Cruyff, Pelé und Beckenbauer werden häufig in einem Atemzug genannt. Ich frage van der Luer nach den Unterschieden: „Cruyff agiert, Beckenbauer und Pelé reagieren. Cruyff hat eine Idee, und diese setzt er durch.“ Beckenbauer und Pelé hätten keine eigene Philosophie vom Fußball. Für welchen Fußball der „Kaiser“ steht, bleibt in der Tat nebulös. Außerdem rede Cruyff „viel mehr über die Sache Fußball als Pelé und Beckenbauer. Cruyff hört man zu. Es ist nicht immer leicht, ihn zu verstehen. Aber dann merkt man doch: Was er sagt, hat Hand und Fuß. Alles, worüber er sich Gedanken gemacht hat und was dann in die Praxis gebracht wurde, verlief positiv.“
Was die Leute häufig vergessen würden: Cruyffs Spielphilosophie starte mit etwas Unattraktivem: dem Organisieren. Am Anfang des Vormarsches stehe „die Organisation des gegnerischen Ballverlustes“. De facto stünden in diesem Moment sechs defensive und vier offensive Spieler auf dem Feld. Im Übrigen habe die niederländische Nationalmannschaft von 1974 mit richtigen Verteidigern gespielt: „Hulshoff und Suurbier waren Leuten, denen du nicht mitten in der Nacht in einer dunklen Straße begegnen wolltest.“
Auch bei Barcelonas Coach Pep Guardiola würde oft der defensive Inhalt des Konzepts vergessen. Beim „Fußball total“ würde immer nur darüber geredet, dass die Verteidiger auch stürmen. Und nur wenig darüber, dass die Stürmer und Mittelfeldspieler auch verteidigen.
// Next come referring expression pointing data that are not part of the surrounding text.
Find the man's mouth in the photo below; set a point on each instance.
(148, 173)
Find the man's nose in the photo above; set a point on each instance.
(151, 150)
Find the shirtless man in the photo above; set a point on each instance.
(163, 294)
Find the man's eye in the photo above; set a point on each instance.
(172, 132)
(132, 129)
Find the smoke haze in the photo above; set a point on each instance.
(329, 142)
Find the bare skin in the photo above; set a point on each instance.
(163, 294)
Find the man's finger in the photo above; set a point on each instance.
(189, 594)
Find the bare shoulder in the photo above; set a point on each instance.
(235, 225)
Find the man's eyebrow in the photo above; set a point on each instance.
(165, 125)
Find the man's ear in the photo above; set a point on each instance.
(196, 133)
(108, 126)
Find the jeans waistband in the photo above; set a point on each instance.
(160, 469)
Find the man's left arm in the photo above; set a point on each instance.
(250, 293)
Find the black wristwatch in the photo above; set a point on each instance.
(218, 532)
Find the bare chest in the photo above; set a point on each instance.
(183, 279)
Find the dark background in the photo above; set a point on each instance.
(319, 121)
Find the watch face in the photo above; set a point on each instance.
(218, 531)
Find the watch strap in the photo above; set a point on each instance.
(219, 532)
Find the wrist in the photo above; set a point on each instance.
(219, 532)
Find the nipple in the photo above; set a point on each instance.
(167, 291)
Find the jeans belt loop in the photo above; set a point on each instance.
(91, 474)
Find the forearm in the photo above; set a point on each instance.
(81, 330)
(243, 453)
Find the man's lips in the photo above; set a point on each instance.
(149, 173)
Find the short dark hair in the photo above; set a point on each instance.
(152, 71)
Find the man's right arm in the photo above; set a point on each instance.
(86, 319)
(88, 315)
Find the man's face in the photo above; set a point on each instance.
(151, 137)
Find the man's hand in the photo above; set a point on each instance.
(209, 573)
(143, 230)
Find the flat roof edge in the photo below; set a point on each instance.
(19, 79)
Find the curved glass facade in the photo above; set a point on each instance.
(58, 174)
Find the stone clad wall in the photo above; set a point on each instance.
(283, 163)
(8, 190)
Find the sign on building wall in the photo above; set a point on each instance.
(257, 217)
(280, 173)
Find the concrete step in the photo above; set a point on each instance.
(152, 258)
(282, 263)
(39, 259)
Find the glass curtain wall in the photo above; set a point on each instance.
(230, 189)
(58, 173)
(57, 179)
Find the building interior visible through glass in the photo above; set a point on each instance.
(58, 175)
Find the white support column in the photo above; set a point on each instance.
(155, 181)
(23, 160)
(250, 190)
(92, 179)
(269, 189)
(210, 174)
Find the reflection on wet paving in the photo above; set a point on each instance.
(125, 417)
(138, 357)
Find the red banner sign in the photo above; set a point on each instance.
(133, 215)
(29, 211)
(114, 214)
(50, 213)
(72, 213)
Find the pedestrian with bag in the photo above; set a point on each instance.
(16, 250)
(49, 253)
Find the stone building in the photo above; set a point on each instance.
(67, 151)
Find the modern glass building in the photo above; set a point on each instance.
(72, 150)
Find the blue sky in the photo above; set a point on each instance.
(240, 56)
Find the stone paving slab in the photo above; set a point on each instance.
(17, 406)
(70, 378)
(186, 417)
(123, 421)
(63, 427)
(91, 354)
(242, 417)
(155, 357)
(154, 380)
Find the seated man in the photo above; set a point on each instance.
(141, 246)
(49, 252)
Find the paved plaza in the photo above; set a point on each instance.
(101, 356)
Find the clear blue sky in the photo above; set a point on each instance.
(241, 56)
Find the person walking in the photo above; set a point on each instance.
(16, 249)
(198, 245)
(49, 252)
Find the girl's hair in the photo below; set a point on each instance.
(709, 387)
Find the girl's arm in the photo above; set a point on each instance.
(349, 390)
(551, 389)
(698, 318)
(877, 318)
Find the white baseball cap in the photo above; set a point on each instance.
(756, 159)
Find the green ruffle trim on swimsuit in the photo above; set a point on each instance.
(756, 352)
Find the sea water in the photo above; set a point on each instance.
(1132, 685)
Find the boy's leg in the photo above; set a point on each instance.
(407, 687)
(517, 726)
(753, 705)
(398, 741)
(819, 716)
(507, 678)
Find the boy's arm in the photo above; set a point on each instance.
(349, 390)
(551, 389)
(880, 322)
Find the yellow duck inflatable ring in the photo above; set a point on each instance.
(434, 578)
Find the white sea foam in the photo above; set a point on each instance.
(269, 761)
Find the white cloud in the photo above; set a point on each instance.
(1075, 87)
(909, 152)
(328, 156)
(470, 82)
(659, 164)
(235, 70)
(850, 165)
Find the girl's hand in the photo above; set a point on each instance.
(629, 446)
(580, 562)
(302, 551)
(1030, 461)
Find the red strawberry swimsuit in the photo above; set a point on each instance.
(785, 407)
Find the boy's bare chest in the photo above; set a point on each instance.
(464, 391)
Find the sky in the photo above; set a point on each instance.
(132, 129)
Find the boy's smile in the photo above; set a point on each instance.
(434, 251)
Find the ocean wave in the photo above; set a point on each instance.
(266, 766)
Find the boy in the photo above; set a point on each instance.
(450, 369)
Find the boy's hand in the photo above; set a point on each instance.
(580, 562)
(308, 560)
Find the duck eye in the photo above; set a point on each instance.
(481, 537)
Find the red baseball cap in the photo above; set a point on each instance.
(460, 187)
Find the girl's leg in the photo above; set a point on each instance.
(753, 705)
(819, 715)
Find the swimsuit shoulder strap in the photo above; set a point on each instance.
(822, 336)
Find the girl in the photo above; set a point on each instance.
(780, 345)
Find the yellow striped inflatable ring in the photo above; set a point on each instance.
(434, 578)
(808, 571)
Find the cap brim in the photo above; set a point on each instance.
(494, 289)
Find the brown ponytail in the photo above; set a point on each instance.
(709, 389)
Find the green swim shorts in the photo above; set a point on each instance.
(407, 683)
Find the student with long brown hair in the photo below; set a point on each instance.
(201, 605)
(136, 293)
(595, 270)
Cruyffs aktuelle Kritik an der Ausbildung bei Ajax Amsterdam sei völlig korrekt. Früher habe man z. B. gezielt „linke Verteidiger“ ausgebildet. „Alles war im hauseigenen Arsenal vorhanden. In den letzten Jahren musste man Positionen mit mittelmäßigen, aber teuren Einkäufen besetzen.“
Skeptischer beurteilt Erik Meijer, der Dritte meiner Aachener Gesprächspartner, die Person Cruyff. Meijer (Jahrgang 1969) ist als Spieler viel herumgekommen, spielte beim PSV Eindhoven, beim KFC Uerdingen, bei Bayer Leverkusen, dem FC Liverpool, dem Hamburger SV und zum Schluss bei Alemannia Aachen, wo man ihn dann für die Position des Geschäftsführers Sport verpflichtete.
Wenngleich er Johan Cruyff nicht den Respekt verweigert, macht Meijer keinen Hehl daraus, dass er kein großer Freund seiner Persönlichkeit ist. Cruyff kritisiere viel, wolle aber nie Verantwortung übernehmen. Er habe viele Jahre immer andere vorgeschickt, „seine Adjutanten: Ronald de Boer, Marco van Basten – Leute, die er groß gemacht hat“.
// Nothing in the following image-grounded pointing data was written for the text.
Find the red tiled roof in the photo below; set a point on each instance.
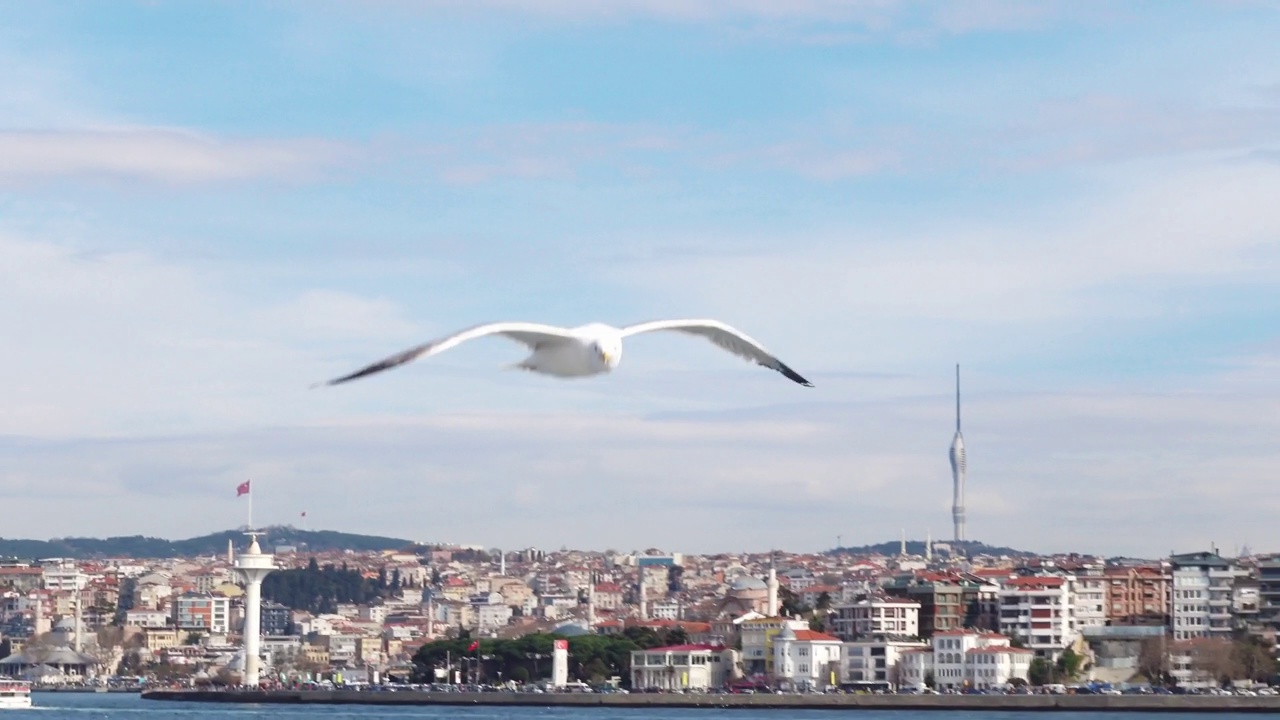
(810, 636)
(1037, 582)
(685, 648)
(822, 588)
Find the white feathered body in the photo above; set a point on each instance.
(579, 356)
(586, 350)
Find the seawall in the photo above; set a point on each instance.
(996, 702)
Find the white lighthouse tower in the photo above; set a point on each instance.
(254, 565)
(959, 470)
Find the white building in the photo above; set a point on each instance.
(965, 659)
(664, 610)
(202, 611)
(146, 618)
(1040, 611)
(490, 613)
(1089, 593)
(64, 578)
(684, 666)
(758, 636)
(805, 659)
(876, 662)
(1202, 595)
(876, 618)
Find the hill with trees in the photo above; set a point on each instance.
(968, 548)
(215, 543)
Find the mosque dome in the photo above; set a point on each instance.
(748, 583)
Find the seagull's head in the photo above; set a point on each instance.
(608, 351)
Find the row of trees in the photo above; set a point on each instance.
(1244, 657)
(592, 659)
(321, 589)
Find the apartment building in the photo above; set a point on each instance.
(1038, 610)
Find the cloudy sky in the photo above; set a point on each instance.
(205, 208)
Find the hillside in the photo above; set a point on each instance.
(917, 547)
(141, 546)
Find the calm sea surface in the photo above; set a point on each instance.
(118, 706)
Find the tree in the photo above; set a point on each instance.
(110, 648)
(1255, 659)
(675, 636)
(126, 600)
(1069, 664)
(1040, 673)
(789, 604)
(1215, 659)
(1153, 661)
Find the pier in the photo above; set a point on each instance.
(983, 702)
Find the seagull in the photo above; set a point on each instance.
(586, 350)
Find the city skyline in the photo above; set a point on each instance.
(204, 210)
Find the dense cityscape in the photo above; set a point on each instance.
(926, 616)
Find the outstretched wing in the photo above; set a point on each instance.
(732, 340)
(528, 333)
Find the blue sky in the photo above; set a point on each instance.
(205, 208)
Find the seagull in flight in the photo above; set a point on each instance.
(588, 350)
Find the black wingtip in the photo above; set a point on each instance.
(792, 376)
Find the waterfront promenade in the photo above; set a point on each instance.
(991, 702)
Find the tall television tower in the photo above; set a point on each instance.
(958, 470)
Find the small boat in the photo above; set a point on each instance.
(14, 695)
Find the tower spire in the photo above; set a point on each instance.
(958, 397)
(959, 470)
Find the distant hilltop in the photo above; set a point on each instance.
(145, 547)
(968, 548)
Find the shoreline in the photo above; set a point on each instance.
(942, 702)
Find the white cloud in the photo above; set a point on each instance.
(1047, 472)
(156, 155)
(1101, 258)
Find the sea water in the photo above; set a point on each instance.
(124, 706)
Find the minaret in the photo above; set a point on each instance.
(644, 613)
(773, 589)
(254, 565)
(958, 470)
(590, 602)
(80, 616)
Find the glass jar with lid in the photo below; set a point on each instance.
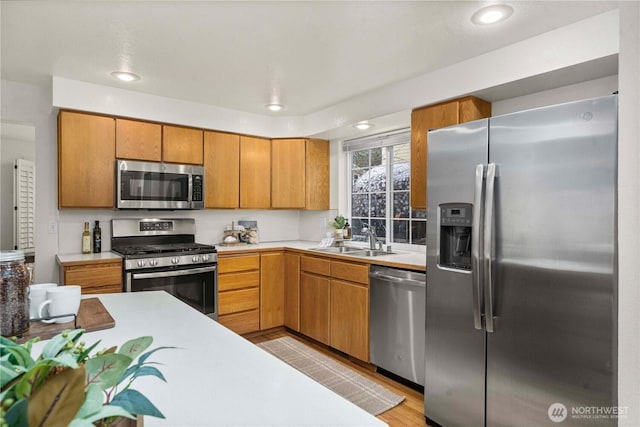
(14, 294)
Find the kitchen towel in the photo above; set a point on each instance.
(349, 384)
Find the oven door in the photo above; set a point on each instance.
(196, 286)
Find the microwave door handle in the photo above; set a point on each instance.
(161, 274)
(476, 264)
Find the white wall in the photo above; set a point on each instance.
(629, 214)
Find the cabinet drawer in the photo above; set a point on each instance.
(351, 272)
(95, 278)
(315, 265)
(231, 281)
(241, 323)
(238, 263)
(242, 300)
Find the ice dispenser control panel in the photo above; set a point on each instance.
(455, 235)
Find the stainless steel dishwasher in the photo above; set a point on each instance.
(397, 322)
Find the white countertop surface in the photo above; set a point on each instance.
(403, 259)
(216, 377)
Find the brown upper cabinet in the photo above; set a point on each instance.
(182, 145)
(434, 117)
(317, 174)
(222, 170)
(288, 173)
(138, 140)
(86, 157)
(255, 172)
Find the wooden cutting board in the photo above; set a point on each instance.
(92, 316)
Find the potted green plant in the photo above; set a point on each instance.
(68, 386)
(338, 223)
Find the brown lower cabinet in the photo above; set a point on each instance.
(93, 277)
(239, 292)
(334, 304)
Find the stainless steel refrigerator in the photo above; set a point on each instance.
(521, 269)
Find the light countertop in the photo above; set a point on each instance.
(400, 259)
(216, 377)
Für den Jugendlichen Erik Meijer allerdings war Cruyff „ein Trendsetter – einer, der gegen die Strömung schwamm; der nach links marschierte, als alle anderen nach rechts gingen. Auf dem Spielfeld wie in der Gruppe.“ Fußball sei „ein egoistischer Teamsport. Jeder kämpft um seinen Platz im Team, um seinen Vertrag. Und gleichzeitig muss man gemeinsam spielen und gewinnen.“ Cruyff habe die Idee vom „egoistischen Teamsport“ als Spieler perfekt verkörpert. Dass er 1983 von Ajax Amsterdam zum Erzfeind Feyenoord Rotterdam gewechselt sei, nachdem man ihn bei Ajax nicht mehr ausreichend gewürdigt habe, sei typisch für ihn gewesen.
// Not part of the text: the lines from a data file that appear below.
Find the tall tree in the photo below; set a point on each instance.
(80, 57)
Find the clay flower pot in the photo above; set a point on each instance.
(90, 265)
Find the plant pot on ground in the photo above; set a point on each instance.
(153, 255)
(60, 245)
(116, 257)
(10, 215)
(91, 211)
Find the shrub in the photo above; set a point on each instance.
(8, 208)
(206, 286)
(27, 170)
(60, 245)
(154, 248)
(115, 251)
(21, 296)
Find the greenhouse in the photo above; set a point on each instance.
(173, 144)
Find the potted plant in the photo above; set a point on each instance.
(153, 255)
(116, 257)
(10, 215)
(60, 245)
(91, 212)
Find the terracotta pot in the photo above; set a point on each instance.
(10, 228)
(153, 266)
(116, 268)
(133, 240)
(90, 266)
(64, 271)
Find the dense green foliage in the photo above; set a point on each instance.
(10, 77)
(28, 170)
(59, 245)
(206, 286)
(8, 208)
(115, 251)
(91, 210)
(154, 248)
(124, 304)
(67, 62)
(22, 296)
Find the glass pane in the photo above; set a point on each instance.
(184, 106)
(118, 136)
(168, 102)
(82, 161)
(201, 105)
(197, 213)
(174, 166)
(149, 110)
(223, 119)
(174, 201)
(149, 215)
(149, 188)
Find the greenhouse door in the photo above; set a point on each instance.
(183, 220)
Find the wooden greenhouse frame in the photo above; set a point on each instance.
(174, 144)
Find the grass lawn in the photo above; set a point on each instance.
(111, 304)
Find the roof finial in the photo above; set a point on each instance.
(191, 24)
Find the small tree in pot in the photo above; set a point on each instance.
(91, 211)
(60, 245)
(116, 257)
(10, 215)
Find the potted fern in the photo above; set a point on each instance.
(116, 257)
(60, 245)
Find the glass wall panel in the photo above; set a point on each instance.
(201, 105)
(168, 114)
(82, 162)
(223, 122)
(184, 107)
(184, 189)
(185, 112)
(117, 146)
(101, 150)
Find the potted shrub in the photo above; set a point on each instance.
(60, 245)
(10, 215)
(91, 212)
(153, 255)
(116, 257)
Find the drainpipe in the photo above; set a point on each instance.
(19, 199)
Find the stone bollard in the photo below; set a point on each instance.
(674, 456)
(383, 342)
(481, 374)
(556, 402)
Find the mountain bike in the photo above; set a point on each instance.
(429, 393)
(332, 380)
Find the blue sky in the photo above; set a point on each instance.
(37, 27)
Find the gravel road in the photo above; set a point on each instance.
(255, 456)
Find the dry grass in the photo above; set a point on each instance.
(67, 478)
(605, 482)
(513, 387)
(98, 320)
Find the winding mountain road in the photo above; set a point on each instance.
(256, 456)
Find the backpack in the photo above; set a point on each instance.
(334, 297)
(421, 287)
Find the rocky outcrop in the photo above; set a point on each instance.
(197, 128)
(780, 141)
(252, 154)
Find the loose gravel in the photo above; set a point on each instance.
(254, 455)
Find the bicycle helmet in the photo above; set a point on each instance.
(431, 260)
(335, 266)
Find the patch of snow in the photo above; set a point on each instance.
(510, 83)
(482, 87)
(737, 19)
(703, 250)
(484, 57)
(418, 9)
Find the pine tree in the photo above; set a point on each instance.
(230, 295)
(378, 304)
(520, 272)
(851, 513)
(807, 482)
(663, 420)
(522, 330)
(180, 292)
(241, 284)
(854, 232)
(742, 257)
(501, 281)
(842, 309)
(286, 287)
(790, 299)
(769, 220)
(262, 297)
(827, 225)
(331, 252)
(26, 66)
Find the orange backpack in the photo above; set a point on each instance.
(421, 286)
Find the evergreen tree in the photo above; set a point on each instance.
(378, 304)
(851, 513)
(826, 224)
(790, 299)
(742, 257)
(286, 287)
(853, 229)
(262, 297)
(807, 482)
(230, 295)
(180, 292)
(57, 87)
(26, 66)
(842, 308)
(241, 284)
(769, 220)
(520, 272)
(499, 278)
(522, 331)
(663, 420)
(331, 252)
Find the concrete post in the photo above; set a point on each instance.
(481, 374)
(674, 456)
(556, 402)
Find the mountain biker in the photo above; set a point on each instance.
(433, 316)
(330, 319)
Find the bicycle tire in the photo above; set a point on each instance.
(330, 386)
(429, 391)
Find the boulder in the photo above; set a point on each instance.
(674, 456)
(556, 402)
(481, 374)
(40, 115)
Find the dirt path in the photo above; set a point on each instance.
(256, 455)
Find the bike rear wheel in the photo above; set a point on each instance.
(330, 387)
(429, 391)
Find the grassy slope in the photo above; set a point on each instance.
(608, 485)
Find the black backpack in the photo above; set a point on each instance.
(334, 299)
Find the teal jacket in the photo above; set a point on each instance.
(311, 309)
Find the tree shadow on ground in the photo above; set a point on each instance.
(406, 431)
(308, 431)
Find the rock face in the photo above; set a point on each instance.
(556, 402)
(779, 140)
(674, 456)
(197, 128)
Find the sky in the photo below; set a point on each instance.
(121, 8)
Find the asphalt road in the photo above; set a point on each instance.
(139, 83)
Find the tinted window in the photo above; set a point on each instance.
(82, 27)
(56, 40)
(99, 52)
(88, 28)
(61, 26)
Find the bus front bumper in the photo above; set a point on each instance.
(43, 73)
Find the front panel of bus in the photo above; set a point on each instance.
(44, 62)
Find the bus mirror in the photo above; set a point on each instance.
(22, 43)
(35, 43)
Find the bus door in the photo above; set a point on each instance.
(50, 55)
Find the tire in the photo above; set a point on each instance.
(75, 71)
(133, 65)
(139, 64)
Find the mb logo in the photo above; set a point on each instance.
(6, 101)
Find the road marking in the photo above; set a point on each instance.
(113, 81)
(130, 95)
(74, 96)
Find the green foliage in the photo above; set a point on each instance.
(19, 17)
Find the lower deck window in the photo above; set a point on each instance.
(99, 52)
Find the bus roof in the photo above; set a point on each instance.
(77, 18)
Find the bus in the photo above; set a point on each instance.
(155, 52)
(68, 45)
Cruyff sei „sehr anwesend – auch wenn er nicht anwesend ist. In Amsterdam wie in Barcelona. Sein Geflüster bringt sehr viel Wind ins Dorf.“ Cruyff sei sehr konfrontativ, was Meijer nicht per se schlecht findet: „Konfrontation erzeugt Kreativität.“ Was wohl irgendwie niederländisch sei. Meijer: „Wir Niederländer sind immer die Ersten, die etwas probieren. Prostitution, ‚weiche Drogen’ und eben ‚totaal voetbal’. Auch im Fußball sind wir die Ersten. Überall, wo Wasser ist, sind auch wir Niederländer. Und überall, wo wir sind, müssen wir den Leuten erzählen, wie es besser geht.“
Sind Johan Cruyff und Louis van Gaal wirklich so unterschiedlich in ihren Philosophien? Meijer: „Das sind Magnete – und Plus und Plus stößt sich ab. Van Gaal ist eine große Persönlichkeit und rhetorisch sehr gut. Und genauso arrogant wie Cruyff. Das sind Spiegelbilder.“
Was macht man im niederländischen Fußball anders als in anderen Ländern? „Die Technik steht stark im Vordergrund, bei uns hat jeder Jugendspieler im Training einen Ball. Nicht elf Spieler einen Ball. Außerdem wird bei uns schon in der Jugend taktisch gut geschult. Technik- und Taktiktraining genießen absolute Priorität: Passformen mit zahlreichen Wiederholungen, Verschieben und Pressen, Trainingsformen mit Ball und in kleinen Gruppen zur Defensive und Offensive, Spielformen und das Vier-gegen-Vier als Basis für alle weiteren Spiel- und Trainingsformen.“ Auch seien niederländischer Spieler mündiger, lauter, mutiger und eher dazu in der Lage, eigenständig Entscheidungen zu treffen. Bereits den Juniorenspielern würde beigebracht, sich im Spiel hörbar untereinander zu coachen. „Beim Spiel im Stadion ist es laut – da versteht man den Trainer nicht. Da muss es diese Spieler geben, die auf dem Platz coachen. In den Niederlanden musst du als Spieler mitdenken und Eigenverantwortung übernehmen.“
Der Spieler Johan Cruyff hatte es allen vorgemacht. Diese Gesten auf dem Spielfeld, dieses Wedeln mit den Armen, das Anzeigen von Laufwegen, diese permanente Kommunikation mit seinen Mitspielern – das hatte die Fußballwelt in dieser Form und diesem Ausmaß noch nicht gesehen.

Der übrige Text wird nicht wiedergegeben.